Bursaphelenchus michalskii sp. n. is described from the bark of the European white elm, Ulmus laevis. All propagative stages of the nematode were found in larval galleries of the large elm bark beetle, Scolytus scolytus, and in overlapping gallery systems of this species and the small European elm bark beetle, S. multistriatus. Dauer juveniles of the new nematode are transmitted to new breeding trees under elytra of adult S. scolytus.

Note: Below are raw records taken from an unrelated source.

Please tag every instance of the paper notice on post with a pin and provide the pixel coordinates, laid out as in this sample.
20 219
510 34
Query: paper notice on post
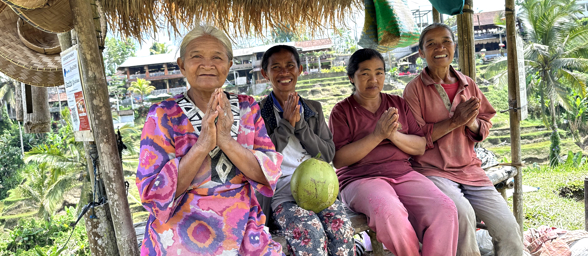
73 89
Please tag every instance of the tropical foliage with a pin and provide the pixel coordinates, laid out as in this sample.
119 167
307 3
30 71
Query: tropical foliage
116 51
556 49
52 170
142 87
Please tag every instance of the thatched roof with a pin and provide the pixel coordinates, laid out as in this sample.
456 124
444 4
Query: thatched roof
238 17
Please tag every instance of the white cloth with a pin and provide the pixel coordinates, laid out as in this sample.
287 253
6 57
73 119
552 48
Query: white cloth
294 154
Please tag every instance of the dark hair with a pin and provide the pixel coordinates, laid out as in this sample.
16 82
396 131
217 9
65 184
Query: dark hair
431 27
360 56
275 49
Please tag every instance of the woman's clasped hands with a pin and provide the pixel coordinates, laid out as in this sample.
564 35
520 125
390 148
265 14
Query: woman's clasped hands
217 122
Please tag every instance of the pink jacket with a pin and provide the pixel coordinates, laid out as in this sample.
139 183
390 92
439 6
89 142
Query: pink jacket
451 156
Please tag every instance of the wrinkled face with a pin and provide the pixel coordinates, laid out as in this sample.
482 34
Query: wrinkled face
369 78
438 48
206 63
282 71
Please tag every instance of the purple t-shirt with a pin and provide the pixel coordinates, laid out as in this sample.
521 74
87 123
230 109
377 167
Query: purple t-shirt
350 122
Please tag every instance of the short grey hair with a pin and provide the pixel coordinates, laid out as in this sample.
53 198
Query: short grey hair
431 27
204 30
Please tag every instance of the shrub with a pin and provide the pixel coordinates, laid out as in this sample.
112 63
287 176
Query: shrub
10 162
32 237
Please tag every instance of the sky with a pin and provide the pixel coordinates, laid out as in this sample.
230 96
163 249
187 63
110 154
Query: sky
479 6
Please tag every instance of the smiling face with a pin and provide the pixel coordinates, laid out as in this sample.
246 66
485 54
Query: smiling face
438 48
282 71
205 64
369 78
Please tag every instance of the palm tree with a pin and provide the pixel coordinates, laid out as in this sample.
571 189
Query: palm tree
141 86
7 87
556 47
318 54
159 48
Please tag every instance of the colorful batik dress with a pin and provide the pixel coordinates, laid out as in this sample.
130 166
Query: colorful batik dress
218 214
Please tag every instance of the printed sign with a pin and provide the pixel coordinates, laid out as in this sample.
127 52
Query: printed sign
522 93
73 89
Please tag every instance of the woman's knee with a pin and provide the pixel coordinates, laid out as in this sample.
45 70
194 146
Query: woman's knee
464 209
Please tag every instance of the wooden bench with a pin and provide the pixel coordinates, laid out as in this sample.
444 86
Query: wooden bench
497 175
359 224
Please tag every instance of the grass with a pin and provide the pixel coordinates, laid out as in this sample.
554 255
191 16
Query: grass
545 206
537 149
18 216
502 120
532 135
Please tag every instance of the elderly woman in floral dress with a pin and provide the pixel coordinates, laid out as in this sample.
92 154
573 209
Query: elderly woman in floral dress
202 155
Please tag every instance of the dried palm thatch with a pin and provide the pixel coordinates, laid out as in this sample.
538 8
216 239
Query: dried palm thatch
133 18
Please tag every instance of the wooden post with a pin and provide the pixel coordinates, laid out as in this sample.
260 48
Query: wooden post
101 237
586 203
513 88
37 118
98 221
436 16
96 94
466 44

Bursaphelenchus michalskii sp. n. is characterised by the female body length of 953 (838-1108) µm and male body length of 893 (811-971) µm, very slender body (a=53.9 (46.1-58.5) and 60.9 (52.2-72.0) in female and male, respectively), lateral fields with three incisures (two bands), excretory pore usually located anterior to the median bulb, lack of vulval flap, long post-uterine sac, relatively small spicules 12.3 (10.8-13.3) µm long with no cucullus and with distinct, somewhat thorn-like, dorsally bent or reflexed condylus and a conical or digitate rostrum, and the arrangement of the seven male caudal papillae (i.e., a single precloacal ventromedian papilla (P1), one pair of adcloacal ventrosublateral papillae (P2) at or just anterior to cloacal slit, one ventrosublateral, postcloacal pair (P3) located at ca 60% of the tail length, posterior to cloacal slit, and one pair (P4) of ventrosublateral papillae located near the base of the bursa). The newly described species shares most of the key morphological characters with members of the eremus-group (sensu Braasch et al., 2009). However, B. michalskii sp. n. is unique amongst Bursaphelenchus species by a combination of female tail and spicule shape, excretory pore position, and other morphometric characters. These findings were confirmed by DNA sequencing and phylogenetic analysis of the 18S and 28S rDNA regions and by the unique molecular profile of the ITS region (ITS-RFLP).